Audit Committee Whistle-Blower Procedure | Aon

Audit Committee Whistleblower Procedures

Policy

Consistent with Aon plc’s (the “Company”) Code of Business Conduct, the Audit Committee is committed to assuring that our business is conducted with honesty and integrity. The primary objectives of these Audit Committee Whistleblower Procedures are to: (1) encourage any employee of the Company to report suspected wrongdoing as soon as possible to management of the Company with the knowledge that their concerns will be taken seriously, investigated appropriately and treated confidentially; (2) provide any employee of the Company with guidance as to how to raise those concerns and (3) reassure any employee of the Company that they should be able to raise genuine concerns in good faith without fear of reprisals.

Procedure for Receiving Complaints

Any employee of the Company or its affiliates may submit a concern or complaint regarding matters covered by these Audit Committee Whistleblower Procedures as outlined below under “Scope” to the management of the Company without fear of dismissal or retaliation. Employees may submit concerns or complaints on a confidential or anonymous basis through the Company's Ethics Helpline via phone, online, or regular mail, using the information set forth below. Concerns and complaints received through these means shall be forwarded to the Company’s Chief Audit Executive.

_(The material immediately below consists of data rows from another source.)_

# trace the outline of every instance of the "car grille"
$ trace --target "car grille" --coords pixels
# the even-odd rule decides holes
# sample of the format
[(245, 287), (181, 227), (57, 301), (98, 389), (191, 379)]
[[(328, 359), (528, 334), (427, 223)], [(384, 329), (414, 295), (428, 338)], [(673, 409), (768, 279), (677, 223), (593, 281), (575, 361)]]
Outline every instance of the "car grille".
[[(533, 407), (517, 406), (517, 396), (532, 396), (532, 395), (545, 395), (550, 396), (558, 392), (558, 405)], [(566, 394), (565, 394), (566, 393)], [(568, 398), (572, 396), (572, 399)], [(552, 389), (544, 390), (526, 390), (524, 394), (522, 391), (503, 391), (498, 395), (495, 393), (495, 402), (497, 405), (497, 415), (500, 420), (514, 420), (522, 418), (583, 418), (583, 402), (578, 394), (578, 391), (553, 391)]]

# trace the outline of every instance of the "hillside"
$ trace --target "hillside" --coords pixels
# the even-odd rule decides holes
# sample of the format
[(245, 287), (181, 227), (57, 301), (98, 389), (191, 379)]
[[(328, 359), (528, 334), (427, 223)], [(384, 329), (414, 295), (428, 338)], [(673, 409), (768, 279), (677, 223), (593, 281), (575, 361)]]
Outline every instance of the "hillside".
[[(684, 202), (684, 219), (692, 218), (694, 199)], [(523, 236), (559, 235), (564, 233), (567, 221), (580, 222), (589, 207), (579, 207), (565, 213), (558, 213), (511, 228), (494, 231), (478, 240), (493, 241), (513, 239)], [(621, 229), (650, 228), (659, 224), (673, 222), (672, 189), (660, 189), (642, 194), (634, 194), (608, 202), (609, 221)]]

  • Telephone – 1-877-384-4276
  • Online – Aon Ethics Helpline
  • Regular Mail : Aon plc, Attn: Chief Audit Executive,
    200 East Randolph, Chicago, IL 60601

The General Counsel shall also notify the Chief Audit Executive of any report submitted to him or her by an attorney for the Company pursuant to the rules of the Securities and Exchange Commission (the “SEC”) governing attorney conduct that includes evidence of a material violation of state or federal securities laws, a material breach of fiduciary duty or similar material violation of any federal or state law (“Attorney Reports”).

Scope of Matters Covered by these Procedures

These Procedures relate to employee concerns or complaints regarding questionable accounting or auditing matters, including, without limitation, the following:

(i) fraud or deliberate error in the preparation, evaluation, review or audit of any financial statement of the Company;
(ii) fraud or deliberate error in the recording and maintaining of financial records of the Company;
(iii) deficiencies in or noncompliance with the Company’s internal accounting controls;
(iv) misrepresentation or false statement to or by a senior officer or accountant regarding a matter contained in the financial records, financial reports or audit reports of the Company;
(v) deviation from full and fair reporting of the Company’s financial condition;
(vi) mail fraud, wire fraud, bank fraud, securities fraud, fraud against shareholders or fraudulent statements to the SEC or the investing public;
(vii) violation of any SEC rule or regulation or violation of any federal law relating to the Company’s financial accounting, maintenance of financial books and records, internal accounting controls and financial statement reviews or audits; and
(viii) Attorney Reports.


Procedure for Handling Complaints

1. Receipt of a Complaint
Upon receipt of a complaint, the Chief Audit Executive will forward a copy of the complaint to the General Counsel and when possible, acknowledge receipt of the complaint to the sender. Considering that complaints may be anonymous, it is understood that such acknowledgement may not be possible. The Chief Audit Executive and the General Counsel will verify that the complaint actually pertains to a matter covered by these Procedures and develop a recommended strategy for the investigation of the complaint.
2. Audit Committee Oversight
The Chief Audit Executive will promptly report all complaints relating to material matters covered by these Procedures and the recommended strategy for investigating the complaint to the Chairperson of the Audit Committee (“Chairperson”). The Chairperson shall provide direction and oversight to the Chief Audit Executive, General Counsel or such other person as the Chairperson shall deem appropriate to conduct the investigation.
3. Confidentiality
Confidentiality will be maintained to the fullest extent possible, consistent with the need to conduct adequate review.
4. Corrective Action
Prompt and appropriate corrective action will be taken as warranted in the judgment of the Audit Committee.
5. Procedure Prohibiting Retaliation
In compliance with Section 922 of the Dodd-Frank Wall Street Reform and Consumer Protection Act and Section 806 of the Sarbanes-Oxley Act of 2002, the Company will not discipline, discharge, demote, suspend, threaten, harass, discriminate against or in any manner retaliate against any employee in the terms and conditions of his/her employment based upon any lawful actions of any such employee with respect to good faith reporting of a matter covered by these Procedures.

Reporting and Retention of Complaints and Investigations

The Chief Audit Executive will maintain records of all complaints covered by these Procedures, tracking their receipt, investigation and resolution and shall prepare a periodic report to the Audit Committee until the matter has been resolved to the satisfaction of the Audit Committee. Copies of all complaints and investigation records will be maintained in accordance with the Company’s document retention policy.